The stress of a threatened Luzerne County government shutdown was lifted Monday, spreading a sense of jubilation throughout the courthouse.
“I’m relieved we don’t have to resort to the other plan — a shutdown — because that would not benefit anybody,” said county Administrative Services Division Head David Parsnik.
County Judge Thomas Burke granted the county’s request to borrow $20 million to fund payroll, a $7.6 million debt repayment due Dec. 15 and other unpaid bills that have racked up as state officials failed to turn over $22 million in reimbursement owed to the county since July 1.
The state funding stopped flowing July 1 for Children and Youth and other county human service departments because of the state budget impasse.
County Manager Robert Lawton said state officials previously continued to cover human services while they hashed out other budget differences, but not this time.
“We’re grateful the court has upheld the county council’s vote for a bridge loan,” Lawton said.
Burke heard more than an hour of testimony from county officials on why the loan was needed before recessing to consider the matter. He reconvened the proceedings around 4 p.m. and issued his ruling.
The county’s court filing said the loan was necessary to avoid “severely” curtailing county services, which would “adversely impact the public health, safety and general welfare.”
County Assistant Solicitor Vito DeLuca represented the county and called three witnesses — Chief Solicitor C. David Pedri, county Budget/Finance Division Head Brian Swetz and Human Services Division Head Division Head David Schwille.
Pedri submitted affidavits from managers detailing how the public could suffer if departments were forced to cease services, including many that are mandated by the state or constitution.
These services included: The housing of inmates; legal representation for the indigent; prosecution of criminal cases; emergency response coordination; emergency 911 call-taking and dispatch; maintenance of county-owned roads and bridges; the processing of deeds, wills and criminal court records; and programs that aim to protect and help the elderly, veterans, children and those battling addiction and mental health disabilities.
Swetz said officials had no way of predicting the state budget impasse would drag out so long. Cutting services months ago would not have been enough to compensate for the absence of $22 million, he told the judge.
The county has about $3.8 million left in the general fund and two outstanding 2015 payrolls totaling around $2.5 million each, he said. The county usually receives $1.5 million to $2 million from last-minute property tax payments, but those receipts will come too late to cover payroll or the debt repayment, he said.
Temporarily borrowing $20 million won’t create a problem with the county’s debt ceiling, Swetz said. The county’s maximum debt was set at $793 million by outside auditors, and the county owes around $346 million, he said.
Burke was particularly interested in what would happen if the county defaults on the debt repayment.
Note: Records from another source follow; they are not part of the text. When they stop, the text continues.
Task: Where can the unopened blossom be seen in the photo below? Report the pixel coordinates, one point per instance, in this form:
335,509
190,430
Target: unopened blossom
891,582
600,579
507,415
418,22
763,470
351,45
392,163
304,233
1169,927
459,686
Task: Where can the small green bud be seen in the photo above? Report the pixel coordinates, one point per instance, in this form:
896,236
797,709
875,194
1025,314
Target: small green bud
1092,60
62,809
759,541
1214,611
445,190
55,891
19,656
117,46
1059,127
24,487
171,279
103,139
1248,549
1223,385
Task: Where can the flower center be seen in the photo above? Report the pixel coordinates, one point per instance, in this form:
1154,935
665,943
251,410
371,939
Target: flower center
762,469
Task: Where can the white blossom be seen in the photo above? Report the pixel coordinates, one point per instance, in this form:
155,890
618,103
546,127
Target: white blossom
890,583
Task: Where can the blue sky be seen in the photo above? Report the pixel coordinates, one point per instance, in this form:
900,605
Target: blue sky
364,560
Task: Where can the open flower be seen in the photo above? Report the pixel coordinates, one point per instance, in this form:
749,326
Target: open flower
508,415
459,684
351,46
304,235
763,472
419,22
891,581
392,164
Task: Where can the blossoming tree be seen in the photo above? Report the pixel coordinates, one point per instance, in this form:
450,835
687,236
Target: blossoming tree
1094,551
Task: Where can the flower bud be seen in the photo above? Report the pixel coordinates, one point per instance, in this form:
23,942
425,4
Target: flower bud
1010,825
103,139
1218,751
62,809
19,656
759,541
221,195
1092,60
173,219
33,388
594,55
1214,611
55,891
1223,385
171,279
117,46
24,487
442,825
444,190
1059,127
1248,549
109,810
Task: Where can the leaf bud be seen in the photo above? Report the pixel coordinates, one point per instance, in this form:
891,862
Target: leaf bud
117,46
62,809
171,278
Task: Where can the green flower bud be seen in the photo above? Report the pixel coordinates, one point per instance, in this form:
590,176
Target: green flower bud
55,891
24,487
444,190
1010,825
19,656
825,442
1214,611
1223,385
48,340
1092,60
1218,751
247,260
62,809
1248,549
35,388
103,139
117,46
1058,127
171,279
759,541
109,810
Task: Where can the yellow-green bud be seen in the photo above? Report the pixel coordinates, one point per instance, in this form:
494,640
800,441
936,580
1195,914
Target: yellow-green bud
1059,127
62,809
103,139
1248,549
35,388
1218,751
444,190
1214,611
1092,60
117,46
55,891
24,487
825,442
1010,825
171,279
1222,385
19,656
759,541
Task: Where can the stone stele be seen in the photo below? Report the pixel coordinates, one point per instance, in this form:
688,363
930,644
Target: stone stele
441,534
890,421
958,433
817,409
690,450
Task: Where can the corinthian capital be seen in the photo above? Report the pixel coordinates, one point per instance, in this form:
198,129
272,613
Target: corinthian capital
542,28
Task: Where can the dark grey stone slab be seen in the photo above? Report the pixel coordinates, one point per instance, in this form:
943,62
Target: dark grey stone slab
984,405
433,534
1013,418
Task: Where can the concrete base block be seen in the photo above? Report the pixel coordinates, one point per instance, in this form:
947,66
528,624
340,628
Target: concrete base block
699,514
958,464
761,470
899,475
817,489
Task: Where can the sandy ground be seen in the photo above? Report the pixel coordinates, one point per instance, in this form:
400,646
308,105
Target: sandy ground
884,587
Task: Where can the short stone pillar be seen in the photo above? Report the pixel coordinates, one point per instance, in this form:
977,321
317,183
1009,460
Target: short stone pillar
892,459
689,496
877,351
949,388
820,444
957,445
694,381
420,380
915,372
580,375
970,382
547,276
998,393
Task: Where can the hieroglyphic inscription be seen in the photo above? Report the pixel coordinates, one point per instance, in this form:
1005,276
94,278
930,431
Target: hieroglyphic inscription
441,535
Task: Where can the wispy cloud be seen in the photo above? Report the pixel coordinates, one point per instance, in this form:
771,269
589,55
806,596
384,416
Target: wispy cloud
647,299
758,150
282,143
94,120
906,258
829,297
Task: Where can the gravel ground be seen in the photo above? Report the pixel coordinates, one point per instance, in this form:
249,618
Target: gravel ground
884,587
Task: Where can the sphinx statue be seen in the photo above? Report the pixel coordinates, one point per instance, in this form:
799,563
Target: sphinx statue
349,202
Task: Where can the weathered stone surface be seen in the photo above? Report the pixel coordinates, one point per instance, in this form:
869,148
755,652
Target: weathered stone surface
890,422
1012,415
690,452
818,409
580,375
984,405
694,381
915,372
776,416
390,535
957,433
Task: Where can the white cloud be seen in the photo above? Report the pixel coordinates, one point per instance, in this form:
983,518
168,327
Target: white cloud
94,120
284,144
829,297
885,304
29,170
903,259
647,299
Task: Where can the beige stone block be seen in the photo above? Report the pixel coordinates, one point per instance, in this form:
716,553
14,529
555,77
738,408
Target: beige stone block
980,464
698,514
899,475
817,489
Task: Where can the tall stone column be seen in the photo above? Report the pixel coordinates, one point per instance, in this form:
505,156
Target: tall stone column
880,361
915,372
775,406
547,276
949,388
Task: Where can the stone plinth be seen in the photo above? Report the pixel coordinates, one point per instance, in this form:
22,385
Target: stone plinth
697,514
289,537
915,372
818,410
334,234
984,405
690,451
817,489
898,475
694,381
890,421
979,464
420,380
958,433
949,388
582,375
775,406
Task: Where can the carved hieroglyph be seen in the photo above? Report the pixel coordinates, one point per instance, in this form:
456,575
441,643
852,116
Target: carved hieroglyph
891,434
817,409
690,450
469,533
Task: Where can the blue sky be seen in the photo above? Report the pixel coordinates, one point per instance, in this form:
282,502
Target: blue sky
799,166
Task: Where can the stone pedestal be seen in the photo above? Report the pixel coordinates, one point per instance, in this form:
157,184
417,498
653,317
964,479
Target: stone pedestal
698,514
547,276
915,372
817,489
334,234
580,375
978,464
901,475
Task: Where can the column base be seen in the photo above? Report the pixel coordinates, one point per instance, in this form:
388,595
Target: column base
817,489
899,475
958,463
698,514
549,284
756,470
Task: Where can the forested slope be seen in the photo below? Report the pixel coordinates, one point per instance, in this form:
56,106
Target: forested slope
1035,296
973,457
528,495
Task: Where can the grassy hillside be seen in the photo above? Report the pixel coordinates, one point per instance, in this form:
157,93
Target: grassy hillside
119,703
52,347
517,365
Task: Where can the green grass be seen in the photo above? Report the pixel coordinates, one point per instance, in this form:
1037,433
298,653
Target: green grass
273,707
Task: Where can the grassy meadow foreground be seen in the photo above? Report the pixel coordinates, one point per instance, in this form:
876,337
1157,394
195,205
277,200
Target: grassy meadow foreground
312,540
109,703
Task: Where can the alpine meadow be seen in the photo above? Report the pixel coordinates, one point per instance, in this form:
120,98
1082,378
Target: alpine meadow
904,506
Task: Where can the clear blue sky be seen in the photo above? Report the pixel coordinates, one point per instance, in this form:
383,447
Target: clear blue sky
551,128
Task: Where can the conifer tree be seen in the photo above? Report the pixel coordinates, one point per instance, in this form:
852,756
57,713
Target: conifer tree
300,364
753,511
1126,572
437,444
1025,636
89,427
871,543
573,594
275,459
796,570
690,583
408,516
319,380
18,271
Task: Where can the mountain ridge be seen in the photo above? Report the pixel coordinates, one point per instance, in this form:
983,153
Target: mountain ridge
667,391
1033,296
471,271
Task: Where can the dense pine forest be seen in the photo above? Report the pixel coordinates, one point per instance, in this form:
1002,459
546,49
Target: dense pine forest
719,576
Defaulting on the payment could allow borrowers to demand immediate return of more than $100 million loaned to the county, Swetz said. It also could lead to further credit rating downgrades and jack up interest rates on future borrowing, he said.
The county’s credit rating was downgraded last week, largely due to a council majority’s decision to reject the initial proposed temporary loan two weeks ago, documents say.
To allow unfunded debt loans, a judge must determine that available revenue came up short and overspending and shortfalls could not be foreseen, according to the Local Government Unit Debt Act. The county also must prove that failing to pay the debt would be dangerous to “public health, safety or education.”
Burke said these conditions were met. It was not “reasonable” for the county to foresee the state impasse would continue to Nov. 30, he said.
The county provided many examples of the “risk of harm” and “severe and very dangerous” impact of service cuts that would occur without the loan, Burke said, citing an example of roads and bridges that must be plowed during winter weather that is “around the corner.”
A debt repayment default would result in “financial calamity” for years, Burke said.
Some employees would be willing to work a week or two without pay, but many could not afford to wait weeks for compensation in “today’s challenging economic times,” the judge said.
County officials are feverishly working on obtaining a lender to wrap up the borrowing before the debt repayment.
Public Financial Management, the county’s outside financial adviser, had lined up a proposal to borrow the money at an interest rate of 1.3 percent, but that offer was withdrawn due to the county’s credit rating downgrade, Swetz said.
Former county controller Walter Griffith had said he would contest the borrowing if his questions were not answered before the hearing. He did not attend the hearing and could not be reached for comment Monday.